Автор книги: Александр Васькин
Жанр: Исторические приключения, Приключения
Возрастные ограничения: +16
сообщить о неприемлемом содержимом
Текущая страница: 9 (всего у книги 32 страниц) [доступный отрывок для чтения: 11 страниц]
В гостях у Аксаковых: «Эффект был сильный»
Михаила Ивановича Погодина в полной мере можно назвать проводником Гоголя по Москве, о чем свидетельствуют обстоятельства, при которых Николай Васильевич познакомился с Сергеем Аксаковым. Если Гоголь был «просто» писателем, то Аксаков выступал в самых разных ипостасях, порою диаметрально противоположных. Он служил и цензором, и чиновником, оставил важный след в литературной и театральной критике, а также в русской литературе, создав мемуарно-биографическую трилогию «Семейная хроника», где под фамилией Багровых вывел собственное семейство. При этом он успевал воспитывать детей, коих у него, по разным оценкам, родилось более десяти, в том числе ставшие писателями Константин и Иван.
Но это еще не всё. К Сергею Тимофеевичу очень подходит почетное звание главного рыболова русской литературы. Он по праву занимает первое место среди всех русских писателей по количеству выловленной рыбы и по числу произведений, посвященных этому увлекательнейшему процессу. Его знаменитые «Записки об уженье рыбы» выдержали при жизни автора несколько изданий. А разве удивительно, что писатель стал и заядлым рыбаком? Ведь у человека, просиживающего на берегу в ожидании солидного улова, будь то большая щука или крупный сазан, есть время и подумать, поразмышлять о жизни, многое из которой хочется рассказать, доверить бумаге. А жизнь у Сергея Аксакова, как мы понимаем, была насыщенной. В конце концов, поселившись в 1840-х годах в подмосковном Абрамцеве, он полностью посвятил себя литературе, в том числе и о рыбалке.

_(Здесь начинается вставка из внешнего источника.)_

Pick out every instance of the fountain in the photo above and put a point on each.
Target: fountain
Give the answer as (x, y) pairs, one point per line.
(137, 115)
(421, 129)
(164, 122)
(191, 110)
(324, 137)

В семье Аксаковых любили не только есть рыбу, но и ловить. Сергей Тимофеевич приобщил к рыбалке и детей. Его сын Константин даже перевел стихотворение Гёте:
Волна идет, волна шумит;
На берегу крутом
Рыбак задумчиво сидит;
Спокойно сердце в нем.
А благодарные потомки чтят Сергея Аксакова за написанные им воспоминания о встречах с Гоголем, в том числе «Историю моего знакомства с Гоголем». Начинается она так: «В 1832 году, кажется весною… Погодин привез ко мне, в первый раз и совершенно неожиданно, Николая Васильевича Гоголя. “Вечера на хуторе близ Диканьки” были давно уже прочтены, и мы все восхищались ими. Я прочел, впрочем, “Диканьку” нечаянно: я получил ее из книжкой лавки, вместе с другими книгами, для чтения вслух моей жене, по случаю ее нездоровья. Можно себе представить нашу радость при таком сюрпризе. Не вдруг узнали мы настоящее имя сочинителя; но Погодин ездил зачем-то в Петербург, узнал там, кто такой был “Рудый Панько”, познакомился с ним и привез нам известие, что “Диканьку” написал Гоголь-Яновский. Итак, это имя было уже нам известно и драгоценно…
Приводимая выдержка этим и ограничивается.